# Lake Winfield Scott



## Topwater (Jan 2, 2011)

Has anybody camped at Lake Winfield Scott?  I plan on doing some tent camping up there soon.  I understand it is open year round.


----------



## riprap (Jan 2, 2011)

I have been there many times. That kind of looks like Desoto Falls in your pic.


----------



## Rays123 (Jan 2, 2011)

camped there quite a few times, very good place to camp


----------



## riprap (Jan 2, 2011)

There are two loops. The loop by the lake has some tent only, kind of primitive camping. The other places have tent pads and water stations close by. The first loop has two bath houses, and the second one has one and one by the beach. I have never been there in the winter, I wonder how they keep things from freezing?


----------



## Topwater (Jan 3, 2011)

riprap said:


> I have been there many times. That kind of looks like Desoto Falls in your pic.



Yes it is Desoto Falls


----------



## flattbottomfisher (Jan 5, 2011)

i think they turn off the facilities in the winter, been alot in the summer though, great acces to the AT.


----------



## chickenhawk (Jan 28, 2011)

It is open year round.  I have been in Winter and only one loop was open.  Not sure if it was closed for Winter or some kind of repair.  Good hike to the top of Blood Mountain from there and some pretty good fishing. The lake has trout, perch, bass, catfish, and brim.


----------



## Sterlo58 (Jan 29, 2011)

Used to be my favorite place to camp many years ago when I was a kid.
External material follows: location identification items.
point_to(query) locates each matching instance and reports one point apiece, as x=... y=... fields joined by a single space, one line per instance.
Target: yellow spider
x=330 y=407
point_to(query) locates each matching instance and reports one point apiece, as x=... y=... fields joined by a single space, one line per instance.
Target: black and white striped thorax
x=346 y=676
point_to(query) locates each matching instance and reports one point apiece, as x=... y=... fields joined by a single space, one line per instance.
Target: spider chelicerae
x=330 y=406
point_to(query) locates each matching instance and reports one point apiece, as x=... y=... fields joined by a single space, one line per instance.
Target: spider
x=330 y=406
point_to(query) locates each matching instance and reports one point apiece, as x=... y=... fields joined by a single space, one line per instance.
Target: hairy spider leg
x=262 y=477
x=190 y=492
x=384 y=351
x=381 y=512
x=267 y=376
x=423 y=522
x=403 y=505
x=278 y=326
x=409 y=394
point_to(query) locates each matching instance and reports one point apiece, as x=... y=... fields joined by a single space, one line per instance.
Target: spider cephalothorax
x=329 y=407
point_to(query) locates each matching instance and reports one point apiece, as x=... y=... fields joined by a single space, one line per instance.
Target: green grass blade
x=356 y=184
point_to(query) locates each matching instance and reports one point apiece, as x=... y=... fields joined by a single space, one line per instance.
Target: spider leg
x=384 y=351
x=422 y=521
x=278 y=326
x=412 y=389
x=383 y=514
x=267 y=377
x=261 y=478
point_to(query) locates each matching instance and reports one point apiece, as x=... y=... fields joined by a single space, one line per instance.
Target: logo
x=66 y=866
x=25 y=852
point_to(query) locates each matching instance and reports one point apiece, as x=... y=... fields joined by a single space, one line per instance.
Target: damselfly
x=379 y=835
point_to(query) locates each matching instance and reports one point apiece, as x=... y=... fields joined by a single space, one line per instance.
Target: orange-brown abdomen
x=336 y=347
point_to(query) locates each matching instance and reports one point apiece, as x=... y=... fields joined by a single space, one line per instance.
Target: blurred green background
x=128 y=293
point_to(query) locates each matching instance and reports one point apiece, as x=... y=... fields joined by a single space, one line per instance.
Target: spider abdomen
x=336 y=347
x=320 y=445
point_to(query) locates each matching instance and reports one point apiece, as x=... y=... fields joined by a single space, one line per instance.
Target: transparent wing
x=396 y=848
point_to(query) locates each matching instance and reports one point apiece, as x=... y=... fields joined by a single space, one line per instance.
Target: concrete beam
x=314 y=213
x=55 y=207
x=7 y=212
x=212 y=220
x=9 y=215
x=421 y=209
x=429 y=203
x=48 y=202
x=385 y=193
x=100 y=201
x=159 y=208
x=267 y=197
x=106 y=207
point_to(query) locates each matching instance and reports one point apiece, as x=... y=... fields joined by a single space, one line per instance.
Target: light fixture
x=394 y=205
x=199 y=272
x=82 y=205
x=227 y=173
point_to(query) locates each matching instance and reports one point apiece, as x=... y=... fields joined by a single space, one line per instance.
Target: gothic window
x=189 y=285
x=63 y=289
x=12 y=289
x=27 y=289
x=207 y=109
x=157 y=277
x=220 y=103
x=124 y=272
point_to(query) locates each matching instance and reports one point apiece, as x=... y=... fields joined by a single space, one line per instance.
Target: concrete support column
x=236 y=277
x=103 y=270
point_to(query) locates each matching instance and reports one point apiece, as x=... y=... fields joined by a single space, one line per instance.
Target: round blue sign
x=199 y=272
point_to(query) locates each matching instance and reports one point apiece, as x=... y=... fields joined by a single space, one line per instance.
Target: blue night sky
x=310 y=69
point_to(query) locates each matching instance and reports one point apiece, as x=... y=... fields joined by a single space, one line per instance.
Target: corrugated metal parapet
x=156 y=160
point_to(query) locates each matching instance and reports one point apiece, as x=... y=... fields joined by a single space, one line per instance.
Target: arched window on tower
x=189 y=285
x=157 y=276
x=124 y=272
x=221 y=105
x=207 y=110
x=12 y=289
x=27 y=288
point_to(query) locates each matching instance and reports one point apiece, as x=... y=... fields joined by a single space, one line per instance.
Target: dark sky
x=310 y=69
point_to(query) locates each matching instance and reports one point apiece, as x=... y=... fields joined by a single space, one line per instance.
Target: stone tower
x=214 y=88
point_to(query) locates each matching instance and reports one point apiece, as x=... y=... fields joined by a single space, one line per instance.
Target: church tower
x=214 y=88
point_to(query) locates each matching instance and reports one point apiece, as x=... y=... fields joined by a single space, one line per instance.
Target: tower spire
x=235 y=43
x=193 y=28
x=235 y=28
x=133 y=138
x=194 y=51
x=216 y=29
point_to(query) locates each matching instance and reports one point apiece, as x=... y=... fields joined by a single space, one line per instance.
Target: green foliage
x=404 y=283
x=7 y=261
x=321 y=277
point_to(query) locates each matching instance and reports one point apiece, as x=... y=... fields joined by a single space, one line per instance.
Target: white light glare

Hike the trail...pretty decent fishing.


----------



## Eagle7 (Feb 11, 2011)

I believe it is closed for the winter.  Check the website.  However, it is a great place to camp.  Hiking, Fishing etc... There is a great tent spot at the very back of the last loop past the lake.  It is isolated - hope your not scared of bears   Just kidding but it will cross your mind.  

Have fun!


----------